これは家賃、介護費、医療費、食費などを含めて月15万円で生活できるという、都内の「シニアマンション」の話しだ。

敷金や入居の一時金もいらない。有料老人ホームとして自治体に届け出ていない制度外のホームだ。マンション業者は医療法人と提携し、入居するには原則的に医療法人の審査が必要になる。そして、ヘルパーは医療法人運営の事業所から派遣される。

入居者はほとんどが要介護5か4の体が不自由な高齢者。居室は4畳半程度で、ベッドが大半を占め、他には丸イス1個と収納ケースぐらい。ベッドは高さ30㌢ほどの柵で囲われ、下りられないようになっている。入居者によっては腹部に太いベルトが巻かれたり、ミトン型の手袋をはめられたりして、ベッド柵に手首が固定されている。

居室のドアは、廊下側から鍵をかけられる。「24時間ドアロック」と大きく書かれた紙などを張り、ヘルパーたちにドアの施錠を確認させている。

入居者への介護は最大限でも1回30分または1時間で、1日3~4回。これだけにとどまるのは、自宅にいる高齢者が受ける介護保険制度の「訪問介護」のためだ。要介護度が重い入居者でも、訪問介護以外の時間は原則的には対応しておらず、「拘束」状態が続く。

実は、私が看護師として勤務していた時にもこの手のマンションがあったのだ。そこはあくまでも個人の住まいという触れ込みだったけれど、提携している医療法人から月に1回(だったと思う)訪問診療が受けられ、24時間介護も受けられるということだった(と思う)。そして、入居の条件は胃ろうの患者さんはOKだけれど、中心静脈栄養(点滴)や自分で食事が摂れる患者さんはダメ。意識がない患者さんはOKだけれど、歩ける患者さんはダメ。と言うことだった。とにかく、食べることも歩くこともできない寝たきりの患者さんだけが対象だった。

私はそのマンションのパンフレットを見たり、入居の条件を聞いた時、この新聞記事のような状態が目に見えるようだった。だから、患者さんが退院後、家族から介護に困るという相談を受けた時にもそういうマンションのことを話すことはせず、ケースワーカーやケアマネを交え、他の方法を一緒に考えてきた。

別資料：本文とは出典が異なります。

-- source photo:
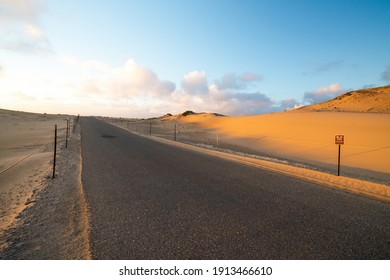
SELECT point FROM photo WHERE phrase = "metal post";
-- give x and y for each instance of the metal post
(55, 150)
(217, 139)
(67, 132)
(338, 163)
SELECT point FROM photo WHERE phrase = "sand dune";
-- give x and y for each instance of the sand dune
(373, 100)
(309, 136)
(25, 153)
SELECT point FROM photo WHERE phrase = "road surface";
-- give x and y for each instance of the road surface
(149, 200)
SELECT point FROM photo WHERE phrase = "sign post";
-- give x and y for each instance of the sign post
(339, 140)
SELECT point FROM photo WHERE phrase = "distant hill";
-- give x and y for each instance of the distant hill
(187, 114)
(370, 100)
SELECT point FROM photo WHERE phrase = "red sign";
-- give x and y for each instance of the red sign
(339, 139)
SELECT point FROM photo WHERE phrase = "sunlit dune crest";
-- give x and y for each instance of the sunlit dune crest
(371, 100)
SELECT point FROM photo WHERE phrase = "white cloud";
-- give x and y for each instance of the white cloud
(20, 10)
(235, 82)
(129, 80)
(195, 82)
(324, 93)
(19, 31)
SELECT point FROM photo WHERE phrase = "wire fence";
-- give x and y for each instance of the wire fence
(60, 134)
(324, 152)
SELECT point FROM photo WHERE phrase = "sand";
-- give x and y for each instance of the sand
(303, 138)
(26, 146)
(29, 197)
(371, 100)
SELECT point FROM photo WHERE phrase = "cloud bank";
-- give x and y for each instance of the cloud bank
(386, 74)
(324, 93)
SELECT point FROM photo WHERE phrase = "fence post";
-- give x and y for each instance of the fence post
(217, 139)
(55, 151)
(67, 131)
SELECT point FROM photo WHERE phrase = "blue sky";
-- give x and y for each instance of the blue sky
(146, 58)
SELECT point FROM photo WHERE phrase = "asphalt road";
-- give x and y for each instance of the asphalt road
(150, 200)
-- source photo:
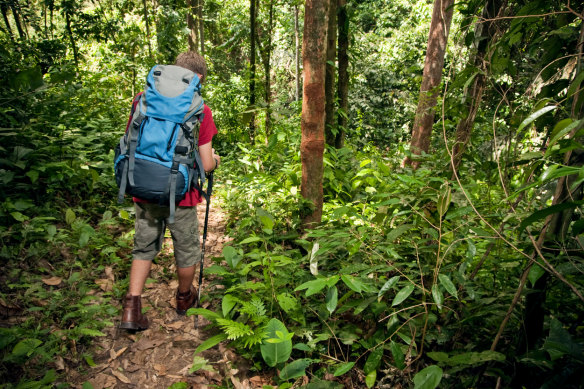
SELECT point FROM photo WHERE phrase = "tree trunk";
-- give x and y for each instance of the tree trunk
(72, 39)
(267, 69)
(200, 4)
(312, 123)
(343, 82)
(14, 7)
(329, 81)
(297, 52)
(432, 76)
(252, 65)
(485, 36)
(192, 6)
(145, 11)
(4, 8)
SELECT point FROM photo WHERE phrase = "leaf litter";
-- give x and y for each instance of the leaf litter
(163, 354)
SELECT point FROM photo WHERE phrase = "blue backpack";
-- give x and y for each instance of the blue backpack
(157, 158)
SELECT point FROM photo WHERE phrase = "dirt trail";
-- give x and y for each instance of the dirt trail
(163, 354)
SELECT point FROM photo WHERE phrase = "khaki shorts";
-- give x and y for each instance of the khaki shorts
(151, 222)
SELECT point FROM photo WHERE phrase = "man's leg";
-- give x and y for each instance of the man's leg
(187, 252)
(147, 242)
(186, 275)
(138, 275)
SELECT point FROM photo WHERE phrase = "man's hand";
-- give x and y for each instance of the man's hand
(217, 158)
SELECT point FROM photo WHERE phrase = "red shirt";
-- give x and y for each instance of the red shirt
(207, 130)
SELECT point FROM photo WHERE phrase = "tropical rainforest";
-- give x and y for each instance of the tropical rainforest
(399, 201)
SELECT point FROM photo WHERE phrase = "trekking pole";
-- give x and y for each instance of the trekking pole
(208, 199)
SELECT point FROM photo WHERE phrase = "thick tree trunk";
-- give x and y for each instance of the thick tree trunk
(343, 81)
(329, 82)
(252, 65)
(432, 76)
(484, 35)
(147, 24)
(312, 123)
(192, 7)
(297, 52)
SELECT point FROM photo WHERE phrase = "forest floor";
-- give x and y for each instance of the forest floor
(163, 354)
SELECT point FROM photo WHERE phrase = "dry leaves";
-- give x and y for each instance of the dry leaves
(52, 281)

それでも、どこかで情報を得た患者さんの家族からそこに入居させたいという申し出があったことがある。で、その患者さんは自宅という形のその住居に退院して行った。あれからその患者さんがどうなったのか私には分からないけれど、この新聞記事を読んで当時のことを思い出していた。

 

介護の日」は、介護について理解と認識を深め、介護従事者、介護サービス利用者及び介護家族を支援するとともに、利用者、家族、介護従事者、それらを取り巻く地域社会における支え合いや交流を促進する観点から、高齢者や障害者等に対する介護に関し、国民への啓発を重点的に実施するための日だというけれど・・・

ずいぶん前の新聞には「お泊りデイ」と言って、ショートステイが足りないために規制されない劣悪な環境で夜間も介護を受けている高齢者の記事を読んだ。酷くて、悲しい記事ばかりだ。

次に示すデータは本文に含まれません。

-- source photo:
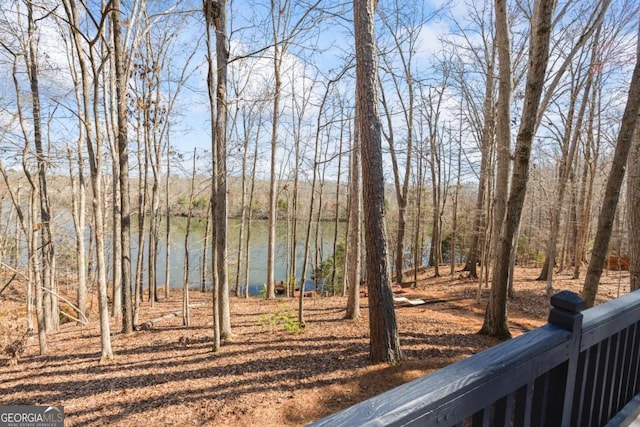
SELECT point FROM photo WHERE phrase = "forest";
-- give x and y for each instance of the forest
(467, 139)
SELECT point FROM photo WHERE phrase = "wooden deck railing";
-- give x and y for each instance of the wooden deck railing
(578, 370)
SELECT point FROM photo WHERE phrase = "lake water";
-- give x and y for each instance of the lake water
(258, 251)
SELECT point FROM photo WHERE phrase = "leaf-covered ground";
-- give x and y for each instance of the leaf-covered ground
(265, 375)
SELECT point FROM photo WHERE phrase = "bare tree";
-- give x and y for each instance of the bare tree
(121, 74)
(633, 203)
(384, 341)
(613, 187)
(495, 322)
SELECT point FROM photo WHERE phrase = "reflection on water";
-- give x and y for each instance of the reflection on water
(258, 252)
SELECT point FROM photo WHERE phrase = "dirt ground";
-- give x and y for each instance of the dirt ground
(265, 375)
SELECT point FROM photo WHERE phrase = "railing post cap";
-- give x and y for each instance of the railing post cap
(567, 300)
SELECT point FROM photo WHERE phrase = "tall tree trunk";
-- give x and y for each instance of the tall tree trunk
(220, 167)
(479, 219)
(633, 203)
(566, 165)
(353, 250)
(384, 341)
(186, 315)
(123, 162)
(612, 189)
(503, 136)
(167, 234)
(46, 244)
(495, 322)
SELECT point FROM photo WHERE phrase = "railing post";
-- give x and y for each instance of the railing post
(566, 314)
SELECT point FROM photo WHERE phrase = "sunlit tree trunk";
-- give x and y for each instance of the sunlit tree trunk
(123, 161)
(384, 341)
(495, 322)
(613, 188)
(353, 252)
(633, 203)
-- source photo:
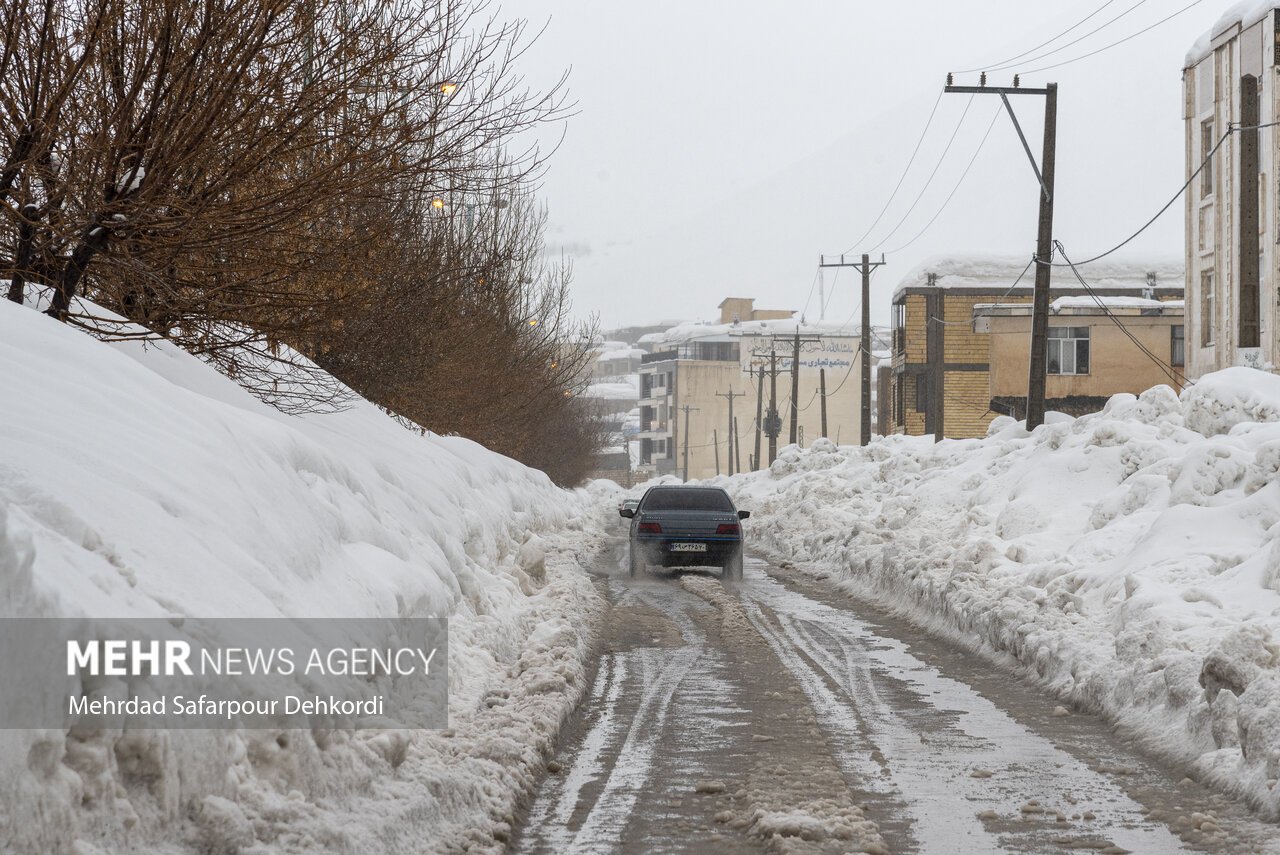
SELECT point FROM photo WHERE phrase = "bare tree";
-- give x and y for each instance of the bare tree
(190, 163)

「いい日、いい日、毎日、あったか介護ありがとう」と言える高齢者や障害者がどれだけいるだろう。介護する側の問題も「老老介護」だけではなく、介護のために仕事を続けられない若者の問題、多重介護、一人介護、遠距離介護などなど、問題は山積している。

だから、私にとっての「介護に日」は今日だけではないのだ。毎日が「介護の日」なのだから。